There is a precise moment when Chennai, as a single city, begins — and it begins with a bargain over sand. In 1639 an English East India Company agent named Francis Day sailed down the Coromandel Coast looking for a place to build a trading post, and came away with a narrow strip of beach that no European power had yet claimed. On it he raised a fort. The city grew outward from its walls, and it has never really stopped.
The Company wanted cotton cloth, and the weavers of this coast were among the finest in the world. What Day needed was a defensible foothold close to them — somewhere to store goods, house factors, and shelter from rivals. The sandy stretch he chose, between two rivers south of the Dutch post at Pulicat, would become the seed of Madras.
- In 1639 Francis Day negotiated a grant of coastal land from the local Nayak, Damarla Venkatappa Nayak, who governed for the ruler of Chandragiri.
- Day and his colleague Andrew Cogan are together regarded as the founders of Madras; they arrived to establish the settlement in early 1640.
- Construction of the fort progressed over the following years; Fort St. George was completed on 23 April 1644 — St. George's Day — at a cost of about £3,000.
- St. Mary's Church inside the fort was built between 1678 and 1680 and is the oldest Anglican church in India, and the oldest surviving British building in the country.
The bargain of 1639
The land was not empty and not simply seized. It was granted. The Coromandel coast here was under the ruler of Chandragiri, exercised through a regional chief, or Nayak, named Damarla Venkatappa Nayak. From him Day secured the right to the strip of coast — an area recorded under names such as Chennirayarpattinam and Channapatnam — and it is from those older Telugu and Tamil place-names, not from any English word, that 'Chennai' ultimately descends. In February 1640, Day and Andrew Cogan arrived with a small garrison of European soldiers and a handful of factors and writers, and set to work.

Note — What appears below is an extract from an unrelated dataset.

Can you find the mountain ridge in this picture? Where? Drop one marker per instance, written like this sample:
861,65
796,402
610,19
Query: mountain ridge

The fort rose slowly on the open beach. A first structure was usable within a couple of years, but the fort as a completed work is dated to 23 April 1644 — the feast of St. George, England's patron saint, which gave the fort its name. Behind six-metre walls, the East India Company had, for the first time on this coast, a fortified town of its own.
White Town, Black Town, and one city
What grew around the fort was two towns in one. Inside and immediately around the walls lay the European settlement the records call White Town. Beyond it spread the far larger Indian town — historically called Black Town, later George Town — where the weavers, merchants, dyers and labourers who actually made the Company's trade possible lived and worked. The wealth flowed from that second town; the guns sat in the first. Over the following decades the fort, the two towns, and the surrounding fishing villages knitted together into the single city of Madras, the Chennai of today.

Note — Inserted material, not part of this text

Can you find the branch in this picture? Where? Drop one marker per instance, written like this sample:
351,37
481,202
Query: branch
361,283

One building inside the walls still carries the whole story in miniature. St. Mary's Church, consecrated in 1680, is the oldest Anglican church in India and the oldest British building in the country still standing. Robert Clive was married in it in 1753; its graveyard holds some of the earliest English tombstones in India. To walk through it is to stand at the exact point where a trading post became an empire's first Indian city.
Frequently asked questions
Who founded Madras?
The East India Company agents Francis Day and Andrew Cogan are together regarded as the founders. Day negotiated the grant of land in 1639, and the pair established the settlement from 1640.
Who granted the land for Fort St. George?
The grant came from Damarla Venkatappa Nayak, the local Nayak who governed the coast on behalf of the ruler of Chandragiri.
Why is it called Fort St. George?
The fort was completed on 23 April 1644, the feast day of St. George, the patron saint of England, and was named for the occasion.
What were White Town and Black Town?
White Town was the European quarter around the fort; Black Town, later George Town, was the much larger Indian town of weavers and merchants. The two, with nearby villages, fused into the city of Madras.